- 54/2024
- Critical
Microsoft has released its monthly patch of security updates, known as Patch Tuesday. The mentioned patch addressed two actively exploited zero-day vulnerabilities.
Microsoft has fixed (73) vulnerabilities, with (5) classified as critical as they could allow the attacker to perform denial of service attacks, gain elevated privileges, obtain sensitive information, or remote code execution on the affected products.
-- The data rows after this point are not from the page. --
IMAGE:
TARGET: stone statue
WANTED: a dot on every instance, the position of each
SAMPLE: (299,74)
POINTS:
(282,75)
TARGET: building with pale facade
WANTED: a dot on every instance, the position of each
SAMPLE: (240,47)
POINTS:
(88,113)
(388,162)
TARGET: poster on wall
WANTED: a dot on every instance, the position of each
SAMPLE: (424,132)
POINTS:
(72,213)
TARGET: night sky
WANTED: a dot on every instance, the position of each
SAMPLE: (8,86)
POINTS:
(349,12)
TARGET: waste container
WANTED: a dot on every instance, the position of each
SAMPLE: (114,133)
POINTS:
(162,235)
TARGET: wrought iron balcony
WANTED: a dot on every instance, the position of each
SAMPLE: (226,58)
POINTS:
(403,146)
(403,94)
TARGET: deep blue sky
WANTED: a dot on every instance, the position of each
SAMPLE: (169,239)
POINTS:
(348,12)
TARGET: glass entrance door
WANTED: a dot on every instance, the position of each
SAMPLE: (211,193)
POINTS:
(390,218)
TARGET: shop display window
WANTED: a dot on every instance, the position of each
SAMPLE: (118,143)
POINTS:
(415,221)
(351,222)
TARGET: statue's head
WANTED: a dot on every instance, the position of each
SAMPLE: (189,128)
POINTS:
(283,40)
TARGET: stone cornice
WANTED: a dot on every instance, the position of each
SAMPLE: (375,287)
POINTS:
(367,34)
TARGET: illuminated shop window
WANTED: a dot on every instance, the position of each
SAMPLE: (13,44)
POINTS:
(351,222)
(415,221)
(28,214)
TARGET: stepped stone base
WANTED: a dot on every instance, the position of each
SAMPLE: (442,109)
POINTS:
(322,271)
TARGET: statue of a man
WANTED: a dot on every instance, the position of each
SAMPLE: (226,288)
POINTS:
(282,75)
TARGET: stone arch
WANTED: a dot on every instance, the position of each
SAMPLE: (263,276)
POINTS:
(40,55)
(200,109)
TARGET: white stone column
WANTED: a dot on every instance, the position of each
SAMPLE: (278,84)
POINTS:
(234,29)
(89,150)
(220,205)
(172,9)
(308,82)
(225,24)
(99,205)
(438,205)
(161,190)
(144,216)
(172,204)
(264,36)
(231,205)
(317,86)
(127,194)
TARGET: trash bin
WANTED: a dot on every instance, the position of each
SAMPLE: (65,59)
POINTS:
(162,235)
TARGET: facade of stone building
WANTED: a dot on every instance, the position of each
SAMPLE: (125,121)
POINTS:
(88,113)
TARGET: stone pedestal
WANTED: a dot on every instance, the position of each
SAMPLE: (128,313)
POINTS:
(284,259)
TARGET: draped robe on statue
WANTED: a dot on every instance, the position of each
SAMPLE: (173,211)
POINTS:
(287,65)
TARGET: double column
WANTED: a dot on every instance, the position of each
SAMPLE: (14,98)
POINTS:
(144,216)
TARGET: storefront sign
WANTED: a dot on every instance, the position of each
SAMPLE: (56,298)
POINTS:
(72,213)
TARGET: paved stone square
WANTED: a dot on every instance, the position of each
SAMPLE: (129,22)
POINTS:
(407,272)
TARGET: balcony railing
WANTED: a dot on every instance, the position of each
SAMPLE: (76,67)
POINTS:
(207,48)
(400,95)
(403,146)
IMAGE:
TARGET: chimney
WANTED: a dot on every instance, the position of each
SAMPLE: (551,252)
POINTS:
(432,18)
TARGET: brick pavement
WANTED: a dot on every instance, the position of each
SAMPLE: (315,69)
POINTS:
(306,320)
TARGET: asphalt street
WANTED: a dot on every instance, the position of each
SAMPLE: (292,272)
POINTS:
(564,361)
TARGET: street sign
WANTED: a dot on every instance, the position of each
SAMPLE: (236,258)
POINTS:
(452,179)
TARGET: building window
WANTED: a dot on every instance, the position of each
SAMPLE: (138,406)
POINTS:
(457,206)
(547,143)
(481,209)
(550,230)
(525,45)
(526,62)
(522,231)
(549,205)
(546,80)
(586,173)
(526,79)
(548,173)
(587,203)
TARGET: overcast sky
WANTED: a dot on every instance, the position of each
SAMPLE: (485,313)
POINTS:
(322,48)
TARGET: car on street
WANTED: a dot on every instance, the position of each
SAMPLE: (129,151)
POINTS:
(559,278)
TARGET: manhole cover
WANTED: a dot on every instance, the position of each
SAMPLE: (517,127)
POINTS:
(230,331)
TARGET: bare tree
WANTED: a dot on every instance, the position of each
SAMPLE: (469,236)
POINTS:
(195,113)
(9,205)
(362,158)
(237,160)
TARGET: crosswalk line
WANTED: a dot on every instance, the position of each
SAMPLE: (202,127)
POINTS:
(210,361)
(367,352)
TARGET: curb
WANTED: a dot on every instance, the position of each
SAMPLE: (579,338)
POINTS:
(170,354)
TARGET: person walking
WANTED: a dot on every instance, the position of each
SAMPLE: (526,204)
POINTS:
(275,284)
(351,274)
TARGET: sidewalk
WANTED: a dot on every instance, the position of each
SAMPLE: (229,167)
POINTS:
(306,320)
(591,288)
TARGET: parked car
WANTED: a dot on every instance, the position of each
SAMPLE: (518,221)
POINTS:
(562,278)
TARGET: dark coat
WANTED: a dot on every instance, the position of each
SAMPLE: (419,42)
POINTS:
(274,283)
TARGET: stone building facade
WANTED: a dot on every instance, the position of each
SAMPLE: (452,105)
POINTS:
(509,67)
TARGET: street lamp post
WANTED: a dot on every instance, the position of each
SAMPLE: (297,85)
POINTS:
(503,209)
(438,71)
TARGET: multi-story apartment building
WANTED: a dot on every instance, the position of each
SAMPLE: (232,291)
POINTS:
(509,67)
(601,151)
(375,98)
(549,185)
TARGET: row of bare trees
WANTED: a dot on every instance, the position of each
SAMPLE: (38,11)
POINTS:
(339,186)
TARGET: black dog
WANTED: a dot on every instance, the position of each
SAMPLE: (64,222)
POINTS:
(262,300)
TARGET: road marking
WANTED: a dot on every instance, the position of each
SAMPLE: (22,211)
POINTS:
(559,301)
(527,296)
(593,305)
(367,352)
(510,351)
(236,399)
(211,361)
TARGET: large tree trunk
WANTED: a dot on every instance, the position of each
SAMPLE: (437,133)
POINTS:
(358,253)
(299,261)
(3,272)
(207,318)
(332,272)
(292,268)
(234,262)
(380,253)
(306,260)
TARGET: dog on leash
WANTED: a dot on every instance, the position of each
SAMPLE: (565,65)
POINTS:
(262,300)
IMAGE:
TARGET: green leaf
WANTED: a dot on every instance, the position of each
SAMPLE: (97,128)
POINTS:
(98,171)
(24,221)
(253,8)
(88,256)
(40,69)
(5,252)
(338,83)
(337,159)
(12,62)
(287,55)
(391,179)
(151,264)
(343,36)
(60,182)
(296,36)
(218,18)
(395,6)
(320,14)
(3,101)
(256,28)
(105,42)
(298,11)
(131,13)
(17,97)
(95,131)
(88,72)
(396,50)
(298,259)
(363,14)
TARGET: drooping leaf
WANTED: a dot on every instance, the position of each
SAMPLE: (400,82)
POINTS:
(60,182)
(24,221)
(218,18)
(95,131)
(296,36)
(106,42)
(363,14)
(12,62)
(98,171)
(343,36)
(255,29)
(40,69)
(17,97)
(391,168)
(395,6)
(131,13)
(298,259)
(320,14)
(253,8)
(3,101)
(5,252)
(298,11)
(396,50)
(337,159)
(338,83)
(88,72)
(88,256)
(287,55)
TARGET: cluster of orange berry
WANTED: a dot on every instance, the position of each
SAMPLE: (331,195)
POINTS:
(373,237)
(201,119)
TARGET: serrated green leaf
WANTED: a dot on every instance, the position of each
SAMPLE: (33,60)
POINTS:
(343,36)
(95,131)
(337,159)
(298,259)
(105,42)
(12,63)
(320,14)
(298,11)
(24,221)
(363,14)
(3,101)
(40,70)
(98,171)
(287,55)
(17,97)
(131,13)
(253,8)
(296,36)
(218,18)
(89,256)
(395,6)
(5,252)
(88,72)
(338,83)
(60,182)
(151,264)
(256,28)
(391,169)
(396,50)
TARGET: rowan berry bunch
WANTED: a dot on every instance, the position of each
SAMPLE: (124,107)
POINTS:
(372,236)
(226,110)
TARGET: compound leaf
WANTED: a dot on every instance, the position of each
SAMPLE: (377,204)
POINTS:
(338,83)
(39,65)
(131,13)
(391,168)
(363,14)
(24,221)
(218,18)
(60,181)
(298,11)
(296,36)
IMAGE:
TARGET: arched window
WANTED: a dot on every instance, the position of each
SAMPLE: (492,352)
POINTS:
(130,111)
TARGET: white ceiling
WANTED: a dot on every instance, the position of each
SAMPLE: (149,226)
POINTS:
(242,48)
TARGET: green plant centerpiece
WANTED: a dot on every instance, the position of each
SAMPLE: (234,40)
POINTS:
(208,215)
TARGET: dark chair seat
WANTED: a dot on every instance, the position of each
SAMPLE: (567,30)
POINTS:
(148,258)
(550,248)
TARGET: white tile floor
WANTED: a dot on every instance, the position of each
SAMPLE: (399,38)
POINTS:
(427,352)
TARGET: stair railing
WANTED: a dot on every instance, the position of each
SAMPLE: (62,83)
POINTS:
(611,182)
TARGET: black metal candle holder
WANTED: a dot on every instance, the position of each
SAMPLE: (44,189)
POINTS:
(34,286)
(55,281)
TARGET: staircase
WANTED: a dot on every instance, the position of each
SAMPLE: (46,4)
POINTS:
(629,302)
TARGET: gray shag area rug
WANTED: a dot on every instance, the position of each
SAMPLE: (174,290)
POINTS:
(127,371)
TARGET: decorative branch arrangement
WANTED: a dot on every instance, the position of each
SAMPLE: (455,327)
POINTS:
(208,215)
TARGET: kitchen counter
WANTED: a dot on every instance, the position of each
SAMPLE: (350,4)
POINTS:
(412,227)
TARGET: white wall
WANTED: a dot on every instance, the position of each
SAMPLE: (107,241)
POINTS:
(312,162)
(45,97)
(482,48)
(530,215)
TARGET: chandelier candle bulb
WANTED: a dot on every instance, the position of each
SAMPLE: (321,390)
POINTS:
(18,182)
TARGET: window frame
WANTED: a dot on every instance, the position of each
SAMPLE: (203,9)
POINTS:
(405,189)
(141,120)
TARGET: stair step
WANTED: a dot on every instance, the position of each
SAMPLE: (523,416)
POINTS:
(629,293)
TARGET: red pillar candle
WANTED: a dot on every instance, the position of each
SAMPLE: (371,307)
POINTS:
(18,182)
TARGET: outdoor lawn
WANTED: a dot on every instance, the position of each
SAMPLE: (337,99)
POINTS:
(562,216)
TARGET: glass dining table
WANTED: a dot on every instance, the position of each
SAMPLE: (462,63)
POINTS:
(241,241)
February’s Patch Tuesday was released to fix security flaws in several Microsoft products such as Microsoft Exchange Server Windows, SmartScreen, Windows LDAP – Lightweight Directory Access Protocol, Windows Kernel, Windows Hyper-V, SQL Server, Microsoft Windows DNS, Microsoft Windows, Microsoft WDAC OLE DB provider for SQL, Microsoft WDAC ODBC Driver, Microsoft Dynamics, Microsoft Defender for Endpoint, Azure Active Directory, .NET, Microsoft Office OneNote, Microsoft Office Outlook, Microsoft Office Word and Microsoft Office.
The actively exploited zero-day vulnerabilities in February’s Patch are:
- Windows SmartScreen Security Feature Bypass Vulnerability allows attackers to bypass SmartScreen security checks – CVE-2024-21351.
- Internet Shortcut Files Security Feature Bypass Vulnerability allows The
attacker to bypass Mark of the Web (MoTW) warnings in Windows by a specially crafted file – CVE-2024-21412.
Sample of the addressed vulnerabilities:
1. Microsoft Exchange Server Privilege Escalation Vulnerability (CVE-2024- 21410):
- CVSS: 9.8
- Attack Vector: Network
- Attack Complexity: Low
- Privileges Required: None
- User Interaction: None
- Consequences: Gain Privileges
2. Microsoft Outlook Code Execution Vulnerability (CVE-2024-21413):
- CVSS: 9.8
- Attack Vector: Network
- Attack Complexity: Low
- Privileges Required: None
- User Interaction: None
- Consequences: Gain Access
Vulnerabilities
Mitigations
The enterprise should deploy this patch as soon as the testing phase is completed.